The proliferation of microhousing throughout Capitol Hill and Seattle may have hit its first major snag after a judge ruled that at least one of the dorm-style projects must go through a public design review before construction can begin.
On Wednesday a King County Superior Court judge reversed the city’s characterization of a proposed microhousing project on north Capitol Hill after a neighborhood group filed a complaint against the city, arguing the bedrooms should count as stand-alone dwelling units.
The proposed 49-bedroom building at 741 Harvard Ave E near Aloha had been characterized as having only eight “dwelling units” because the dorm-style bedrooms were clustered around eight shared kitchens and living spaces. Each bedroom will now count as a separate dwelling unit, meaning it passes the dwelling unit threshold for going through a public design and environmental review.
In her decision, Judge Laura Gene Middaugh wrote the Department of Planning and Development’s characterization of the microhousing project as having only eight dwelling units was “clearly erroneous.”
“The fact that the developer designed a communal area that allows, or even encourages, residents of an adjacent dwelling unit to interact, does not change the fact that the individual units were designed, and can function, as independent living units,” the judge wrote.
Harvard District Neighbors was the neighborhood group behind the complaint. In an email to supporters, group member LeRoy Laney said the ruling was a major win for current Capitol Hill residents.
“The judge ruled that the city’s interpretation was clearly erroneous,” he said. “We may not be finished, we don’t know, but we can certainly take this pause to stop and celebrate a victory to the people.”
The project is being developed by 741 Harvard Ave E, LLC, a company connected to Footprint Investments, which as developed several microhousing projects on Capitol Hill. Footprint founder Jim Potter passed away in May following a short battle with cancer.

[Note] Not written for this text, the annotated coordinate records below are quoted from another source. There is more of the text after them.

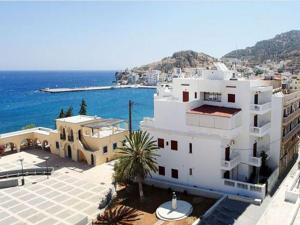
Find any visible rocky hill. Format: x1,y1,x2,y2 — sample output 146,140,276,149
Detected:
133,50,217,72
223,30,300,72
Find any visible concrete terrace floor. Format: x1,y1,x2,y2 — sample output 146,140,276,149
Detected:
0,150,113,225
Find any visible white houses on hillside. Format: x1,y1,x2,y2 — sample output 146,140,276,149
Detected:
141,64,281,199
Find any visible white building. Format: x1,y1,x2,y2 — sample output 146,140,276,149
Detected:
141,64,280,199
144,70,160,85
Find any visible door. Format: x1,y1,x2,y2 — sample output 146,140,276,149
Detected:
182,91,189,102
68,145,72,159
253,115,257,127
78,130,81,141
254,94,258,104
253,142,257,157
224,171,230,179
225,147,230,161
91,154,95,166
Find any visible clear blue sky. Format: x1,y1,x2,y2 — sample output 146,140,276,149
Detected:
0,1,300,70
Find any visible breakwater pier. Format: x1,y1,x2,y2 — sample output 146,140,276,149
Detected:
40,85,156,93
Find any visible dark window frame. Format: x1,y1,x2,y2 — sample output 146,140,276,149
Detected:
102,145,108,154
227,94,235,103
171,169,179,179
189,143,193,154
158,166,166,176
171,140,178,151
157,138,165,148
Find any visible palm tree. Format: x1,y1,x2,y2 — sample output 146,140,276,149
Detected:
114,131,158,199
92,206,140,225
79,99,87,115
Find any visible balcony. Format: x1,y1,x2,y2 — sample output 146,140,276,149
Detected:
250,102,272,114
60,134,66,140
247,156,261,167
282,108,300,125
68,136,74,142
223,179,266,199
250,122,271,137
186,105,241,130
221,154,241,170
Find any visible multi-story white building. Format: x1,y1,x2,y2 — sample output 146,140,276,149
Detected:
141,64,280,199
144,70,160,85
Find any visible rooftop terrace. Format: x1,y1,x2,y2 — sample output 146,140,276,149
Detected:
190,105,241,117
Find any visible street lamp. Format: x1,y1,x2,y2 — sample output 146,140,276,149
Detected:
44,156,50,179
19,158,25,185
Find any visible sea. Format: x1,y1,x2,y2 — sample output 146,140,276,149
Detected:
0,71,155,134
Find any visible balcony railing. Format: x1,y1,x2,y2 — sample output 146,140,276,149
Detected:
248,156,261,167
282,108,300,124
250,122,271,137
60,134,66,140
221,155,241,170
223,179,266,199
68,136,74,142
250,102,272,113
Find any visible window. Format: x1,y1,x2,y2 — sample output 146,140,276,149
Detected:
204,92,222,102
182,91,189,102
189,143,193,154
171,140,178,150
158,166,165,176
103,146,107,154
157,138,165,148
228,94,235,103
171,169,178,179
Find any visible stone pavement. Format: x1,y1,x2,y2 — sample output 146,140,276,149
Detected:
0,150,113,225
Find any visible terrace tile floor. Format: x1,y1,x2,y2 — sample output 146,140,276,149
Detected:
0,150,113,225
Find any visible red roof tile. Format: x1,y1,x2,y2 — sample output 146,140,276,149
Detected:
190,105,241,117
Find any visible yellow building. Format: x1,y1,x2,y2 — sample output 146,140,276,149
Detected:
0,115,128,165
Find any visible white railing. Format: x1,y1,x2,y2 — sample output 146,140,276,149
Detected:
223,179,266,199
284,171,300,203
221,155,241,170
250,102,272,112
250,122,271,137
248,156,261,167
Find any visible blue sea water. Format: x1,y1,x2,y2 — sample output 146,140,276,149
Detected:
0,71,155,133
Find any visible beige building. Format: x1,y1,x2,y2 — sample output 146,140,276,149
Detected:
0,115,128,165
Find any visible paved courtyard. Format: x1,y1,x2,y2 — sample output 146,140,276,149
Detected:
0,150,113,225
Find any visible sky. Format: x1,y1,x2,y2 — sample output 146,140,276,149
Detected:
0,1,300,70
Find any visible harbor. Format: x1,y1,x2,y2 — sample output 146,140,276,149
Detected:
40,85,156,93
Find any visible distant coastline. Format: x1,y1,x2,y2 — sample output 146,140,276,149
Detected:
40,85,156,93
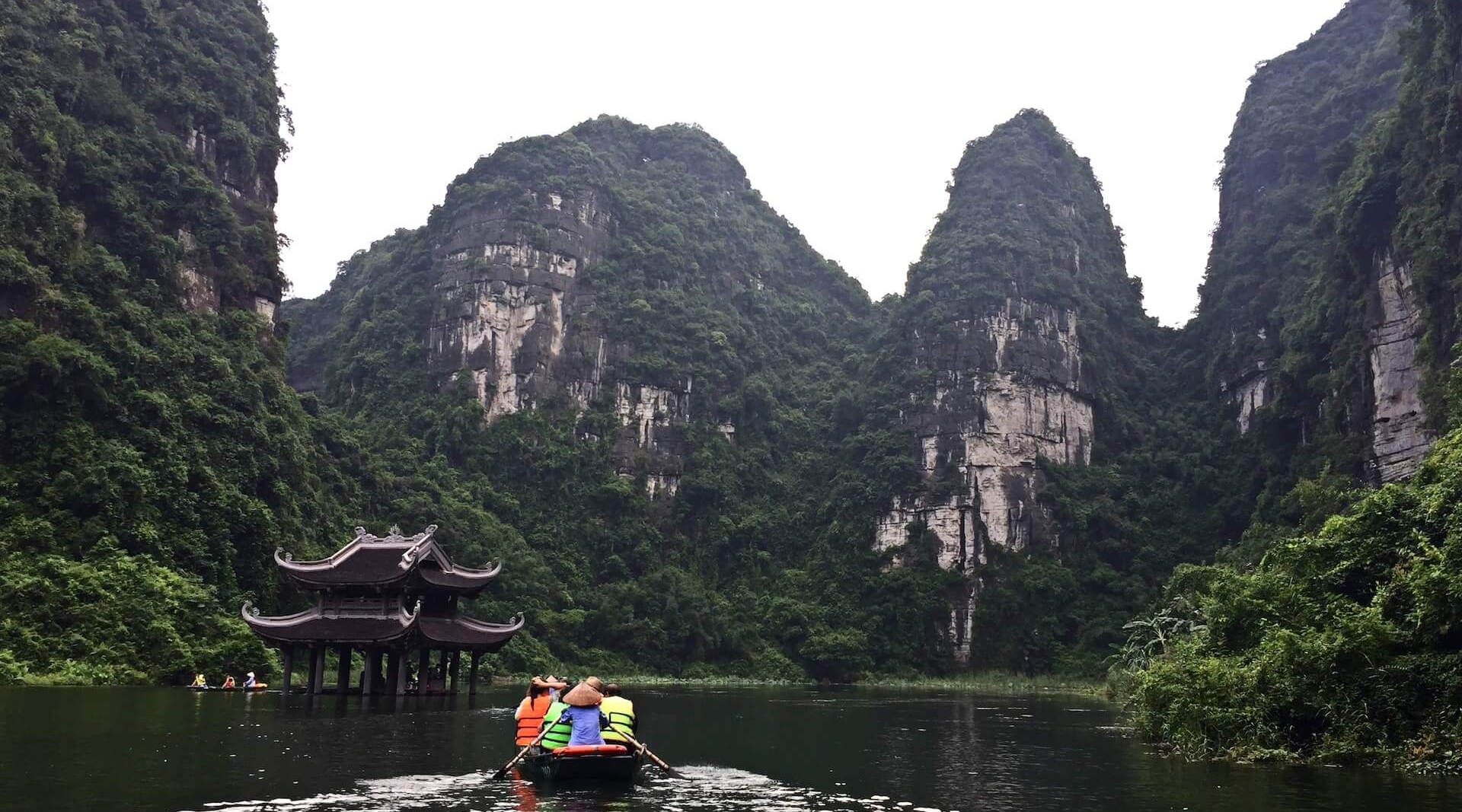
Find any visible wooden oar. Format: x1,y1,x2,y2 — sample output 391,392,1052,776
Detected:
618,731,685,779
491,724,553,782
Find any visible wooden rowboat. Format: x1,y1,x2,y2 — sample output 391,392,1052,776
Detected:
519,745,640,785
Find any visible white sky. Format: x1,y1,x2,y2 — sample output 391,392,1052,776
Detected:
267,0,1343,324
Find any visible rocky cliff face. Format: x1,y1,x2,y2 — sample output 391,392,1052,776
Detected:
874,111,1141,658
289,117,868,499
1365,256,1437,482
1187,0,1408,438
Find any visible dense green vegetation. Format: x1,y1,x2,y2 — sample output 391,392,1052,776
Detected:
1117,0,1462,771
0,0,330,679
1123,434,1462,771
285,117,949,679
0,0,1462,768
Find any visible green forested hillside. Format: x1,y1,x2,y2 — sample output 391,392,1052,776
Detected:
1123,0,1462,771
0,0,339,679
0,0,1462,768
285,117,965,677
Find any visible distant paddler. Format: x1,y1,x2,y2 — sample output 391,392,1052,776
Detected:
513,675,569,748
556,677,610,747
599,682,639,747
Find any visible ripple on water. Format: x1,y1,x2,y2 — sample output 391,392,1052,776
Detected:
183,767,924,812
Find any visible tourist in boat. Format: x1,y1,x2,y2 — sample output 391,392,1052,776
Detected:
599,682,639,747
513,677,557,748
538,695,573,750
545,677,610,747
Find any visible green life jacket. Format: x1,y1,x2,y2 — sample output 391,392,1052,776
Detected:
599,696,636,745
538,702,573,750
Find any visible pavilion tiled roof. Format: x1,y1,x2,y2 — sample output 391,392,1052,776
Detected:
234,603,523,651
275,524,502,593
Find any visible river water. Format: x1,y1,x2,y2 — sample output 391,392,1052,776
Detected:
0,688,1462,812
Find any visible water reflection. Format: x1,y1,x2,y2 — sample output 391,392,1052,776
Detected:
0,688,1462,812
185,767,956,812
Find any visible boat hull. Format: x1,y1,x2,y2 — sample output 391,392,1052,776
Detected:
521,750,640,783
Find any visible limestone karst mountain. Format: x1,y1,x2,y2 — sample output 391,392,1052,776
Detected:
0,0,1462,692
291,117,871,496
1187,0,1435,488
874,111,1155,658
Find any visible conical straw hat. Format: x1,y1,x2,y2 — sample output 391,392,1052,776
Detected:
563,682,604,709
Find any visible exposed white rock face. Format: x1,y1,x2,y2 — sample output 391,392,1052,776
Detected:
254,297,279,327
614,378,694,498
645,473,680,499
429,193,611,421
1367,256,1435,482
614,381,690,448
178,228,222,313
1228,370,1269,434
874,298,1093,660
461,285,563,421
429,191,690,498
178,270,219,313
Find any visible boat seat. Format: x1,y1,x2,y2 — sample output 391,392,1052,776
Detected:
553,745,630,755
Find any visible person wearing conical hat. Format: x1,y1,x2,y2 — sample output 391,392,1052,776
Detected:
558,677,610,747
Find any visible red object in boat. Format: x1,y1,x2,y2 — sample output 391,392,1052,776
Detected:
553,745,630,755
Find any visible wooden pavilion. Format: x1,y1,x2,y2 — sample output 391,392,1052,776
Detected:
243,524,523,695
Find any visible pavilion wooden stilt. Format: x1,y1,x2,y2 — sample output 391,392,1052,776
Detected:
310,645,324,694
279,645,294,695
304,645,320,694
240,524,523,695
335,645,351,696
386,651,407,696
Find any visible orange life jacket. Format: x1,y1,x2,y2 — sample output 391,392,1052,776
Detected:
518,691,553,748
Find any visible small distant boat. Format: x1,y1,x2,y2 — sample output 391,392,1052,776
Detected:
521,745,640,783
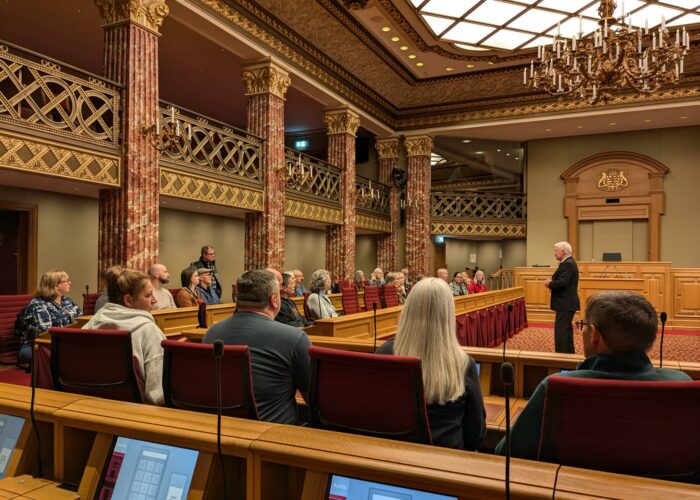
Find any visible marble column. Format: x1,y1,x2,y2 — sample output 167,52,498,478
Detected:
95,0,169,272
404,135,433,279
375,137,401,274
324,107,360,279
242,58,291,271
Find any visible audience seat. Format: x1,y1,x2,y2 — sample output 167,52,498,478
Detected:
0,295,34,364
382,284,399,307
340,286,361,315
49,328,142,403
83,293,101,316
309,347,432,444
538,376,700,482
161,340,258,420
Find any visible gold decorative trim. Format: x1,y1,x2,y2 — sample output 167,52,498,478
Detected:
430,222,527,239
404,135,433,156
374,137,399,160
355,214,391,233
160,167,264,212
323,107,360,136
94,0,170,33
241,58,292,99
284,198,343,225
0,131,121,187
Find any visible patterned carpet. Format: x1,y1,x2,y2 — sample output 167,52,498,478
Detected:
508,326,700,362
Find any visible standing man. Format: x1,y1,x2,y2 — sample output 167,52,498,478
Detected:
544,241,581,353
148,264,177,310
293,269,309,297
190,245,221,297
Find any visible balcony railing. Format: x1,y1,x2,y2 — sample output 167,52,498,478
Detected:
159,101,263,184
284,148,342,206
0,41,121,149
355,175,391,217
431,191,526,221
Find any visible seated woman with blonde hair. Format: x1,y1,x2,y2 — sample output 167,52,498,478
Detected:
377,278,486,451
23,269,82,333
83,266,165,405
305,269,338,321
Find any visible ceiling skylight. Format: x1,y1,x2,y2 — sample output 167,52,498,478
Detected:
407,0,700,50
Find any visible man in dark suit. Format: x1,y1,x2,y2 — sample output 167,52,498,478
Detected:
544,241,581,353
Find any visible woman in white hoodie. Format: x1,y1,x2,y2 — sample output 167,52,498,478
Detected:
83,266,165,405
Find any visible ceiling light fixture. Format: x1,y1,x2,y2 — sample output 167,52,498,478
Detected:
523,0,690,104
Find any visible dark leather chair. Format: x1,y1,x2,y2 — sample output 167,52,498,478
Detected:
161,340,259,420
309,347,432,444
49,328,142,403
538,376,700,482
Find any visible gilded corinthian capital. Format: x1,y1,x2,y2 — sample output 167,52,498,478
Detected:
94,0,170,33
404,134,433,156
374,137,399,160
323,108,360,135
241,59,292,99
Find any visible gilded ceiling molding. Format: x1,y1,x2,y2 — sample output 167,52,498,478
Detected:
374,137,399,160
403,134,433,156
242,58,292,99
323,107,360,136
94,0,170,33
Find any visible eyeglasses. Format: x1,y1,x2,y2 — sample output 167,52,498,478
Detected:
576,320,591,331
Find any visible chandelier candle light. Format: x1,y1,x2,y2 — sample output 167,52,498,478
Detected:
523,0,690,104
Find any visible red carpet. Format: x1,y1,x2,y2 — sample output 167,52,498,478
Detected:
508,323,700,362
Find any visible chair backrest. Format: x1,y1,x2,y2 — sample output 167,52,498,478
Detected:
0,295,34,364
49,328,142,403
83,293,100,316
161,340,259,420
382,283,399,307
365,285,382,311
309,347,432,444
340,286,360,315
538,377,700,481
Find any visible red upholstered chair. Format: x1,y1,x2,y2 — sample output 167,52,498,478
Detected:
309,347,432,444
538,377,700,481
340,286,360,315
382,284,399,307
161,340,258,420
365,285,382,311
0,295,34,364
83,293,100,316
49,328,142,403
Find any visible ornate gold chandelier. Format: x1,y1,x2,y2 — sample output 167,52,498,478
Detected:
523,0,690,104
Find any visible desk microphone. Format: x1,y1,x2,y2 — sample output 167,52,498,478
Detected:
372,302,377,352
501,363,513,500
659,311,668,368
27,325,44,477
214,340,228,498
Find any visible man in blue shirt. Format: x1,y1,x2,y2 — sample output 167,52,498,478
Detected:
496,292,691,460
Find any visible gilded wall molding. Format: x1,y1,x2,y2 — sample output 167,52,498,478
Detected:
404,134,433,156
323,107,360,136
94,0,170,33
160,167,264,212
0,130,121,187
355,214,391,233
430,222,527,239
284,197,343,225
241,58,292,99
374,137,399,160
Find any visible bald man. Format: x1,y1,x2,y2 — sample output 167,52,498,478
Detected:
148,264,177,310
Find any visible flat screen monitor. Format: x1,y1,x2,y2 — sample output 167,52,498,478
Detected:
326,474,457,500
96,436,199,500
0,414,24,479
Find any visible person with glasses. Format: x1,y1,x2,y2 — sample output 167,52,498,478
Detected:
496,292,691,460
20,269,82,333
190,245,221,297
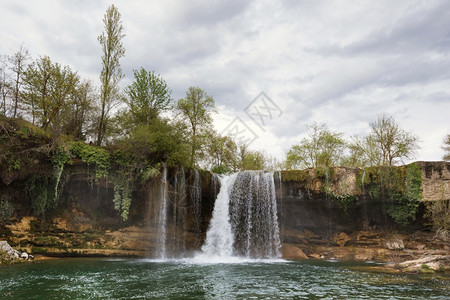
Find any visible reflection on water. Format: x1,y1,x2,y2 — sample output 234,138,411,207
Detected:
0,259,450,299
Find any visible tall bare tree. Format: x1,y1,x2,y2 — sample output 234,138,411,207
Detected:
97,5,125,145
369,115,419,166
176,87,215,168
0,56,10,115
8,45,30,118
442,134,450,160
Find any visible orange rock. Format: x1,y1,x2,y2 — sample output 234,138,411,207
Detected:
281,244,308,260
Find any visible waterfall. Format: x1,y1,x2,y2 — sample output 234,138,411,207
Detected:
192,169,202,233
200,171,281,259
158,165,169,259
176,167,186,253
230,171,281,258
202,174,236,257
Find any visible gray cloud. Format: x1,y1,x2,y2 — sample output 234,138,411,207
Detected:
0,0,450,159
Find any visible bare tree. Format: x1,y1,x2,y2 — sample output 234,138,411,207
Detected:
442,134,450,160
8,45,30,118
97,5,125,145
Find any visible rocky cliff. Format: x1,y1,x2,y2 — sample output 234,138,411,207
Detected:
0,162,450,266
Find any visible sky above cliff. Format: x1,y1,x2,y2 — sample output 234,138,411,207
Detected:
0,0,450,160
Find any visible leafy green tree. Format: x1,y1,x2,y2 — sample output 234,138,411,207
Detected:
175,87,215,168
241,151,266,170
286,123,346,168
97,5,125,145
125,68,172,125
369,115,419,166
207,131,237,174
63,81,96,140
8,45,30,118
118,118,189,171
0,57,10,116
442,134,450,160
342,135,382,167
23,56,79,130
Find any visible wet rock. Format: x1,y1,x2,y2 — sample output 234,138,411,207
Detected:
281,244,308,259
334,232,351,247
383,236,405,250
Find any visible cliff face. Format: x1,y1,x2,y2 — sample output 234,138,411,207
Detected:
0,165,220,257
0,162,450,260
277,162,450,260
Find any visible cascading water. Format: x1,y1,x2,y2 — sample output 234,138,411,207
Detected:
158,165,169,259
202,174,237,257
198,171,281,261
230,171,281,258
192,169,202,233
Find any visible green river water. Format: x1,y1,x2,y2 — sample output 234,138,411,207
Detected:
0,258,450,299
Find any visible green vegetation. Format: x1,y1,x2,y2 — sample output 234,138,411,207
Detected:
357,163,422,224
0,195,14,224
69,142,111,179
442,134,450,160
97,5,125,145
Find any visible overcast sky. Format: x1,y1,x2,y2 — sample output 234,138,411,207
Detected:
0,0,450,160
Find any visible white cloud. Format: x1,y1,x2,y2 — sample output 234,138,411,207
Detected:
0,0,450,160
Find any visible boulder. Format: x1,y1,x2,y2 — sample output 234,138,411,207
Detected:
281,244,308,260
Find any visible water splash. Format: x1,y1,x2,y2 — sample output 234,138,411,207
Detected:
194,171,281,263
202,174,237,258
158,165,169,259
230,171,281,258
192,169,202,233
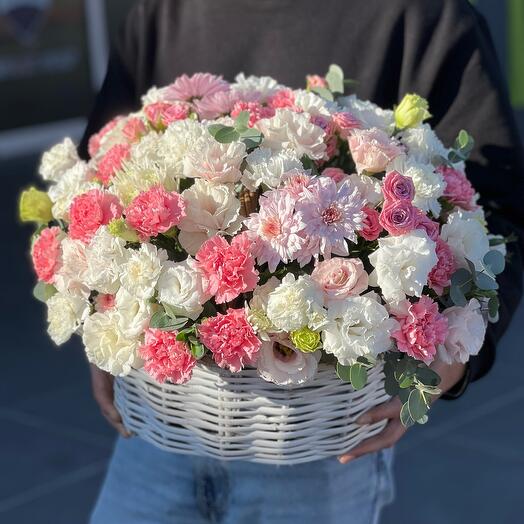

It’s unclear what the ruling will mean for future microhousing developments and ongoing efforts to regulate them. The decision comes as the City Council considers revamping zoning and planing codes to better address the burgeouning microhousing market. At the very least, the decision will likely be cited by microhousing critics as proof that new projects need to be more tightly regulated.
Ever since microhousing entered the Capitol Hill lexicon, some residents have bemoaned the fact that buildings full of the tiny, cheap spaces can pop-up in single family home neighborhoods without going through a design review process. The reason is the dorm-style buildings can lump up to eight bedrooms into one “dwelling unit.” According to the city code, if a building has under a certain number of dwelling units, it does not have to go through a public design and environmental review — the common venue for neighbors to voice concerns about new projects.